Tokyo’s office construction boom and it’s repercussions

JP Tower in Marunouchi

The construction of new office buildings in central Tokyo is steadily progressing. In January, Mitsubishi Jisho’s Marunouchi Eiraku Building was completed. In Spring, JP Tower and the Palace Building were completed, and Otemachi Financial City will be completed in fall.

According to the Urban Research Institute Corporation, the total supply of commercial office space in 2012 will reach 2,680,000 sqm (28,836,800 sqft). This is close to the past decade’s peak of 2,980,000 sqm in 2003. A quarter of the office supply is located in the Marunouchi area on the western side of Tokyo Station.

Despite the current economy, demand for brand new office space is strong. In addition to the growing demand for buildings with extra earthquake-resistance and safety features, corporations are seeking entire office floors as they consolidate their operations and operate out of one office.

— Fall in rent —

As tenants begin to move into new office space, vacancy rates in older buildings are expected to increase. Vacancy rates in central Tokyo are hovering around 7%, and the downward trend in office rent is continuing.

Between 2006 and 2008 the Japanese economy was bullish, and demand for office space was strong as companies expanded. There was a smaller supply of new office space. Many older buildings were demolished after the last tenant moved out which would reduce the vacant office space across the city.

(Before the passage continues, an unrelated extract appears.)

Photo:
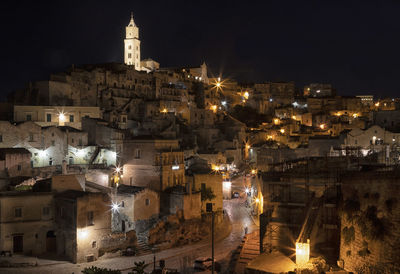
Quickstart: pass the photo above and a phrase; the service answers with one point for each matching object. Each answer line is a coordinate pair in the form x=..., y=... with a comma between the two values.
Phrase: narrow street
x=177, y=258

The Lehman Shock caused a complete change in the office market. As tenants began looking for cheaper office space, building owners offered their existing tenants steep discounts on rent in order to persuade them to stay. Vacant office space, new and old, began to rise.

If the current construction boom oversupplies the market, there is a chance it may hasten the worsening economic conditions.

— Small to medium building owners in Shinbashi suffering strong competition —

The area around Tokyo Station is considered the best commercial district in Japan. However, owners of small to medium sized buildings in Shinbashi, which is just on the edge of this district, are facing stiff competition. In some cases, even reducing the rent to as low as 10,000 Yen/Tsubo (3030 Yen/sqm) is not enough to attract tenants. Many years ago 10,000 Yen/Tsubo would only get you office space in a building without elevators.

Along with a drop in demand, small to medium building owners are facing tough competition from major real estate developers. These developers are able to offer similarly small to medium sized office space through the use of partition walls. Not only are they offering the same sized offices at similar rental prices, their newer buildings provide better facilities.

While poor economic conditions continue, large real estate developers are focusing their attention on redevelopments and improving operating ratios in the top districts only. This means that there are less acquisitions and reconstruction projects in the fringe areas, which is leading to a bipolarization between prime and fringe locations.

Many real estate experts believe that the office market will bottom out from the second half of 2012. However, these opinions only apply to the market in Tokyo’s prime commercial areas. More new office buildings are expected to be completed in 2013. If demand continues to decline, there may be a risk of oversupply next year.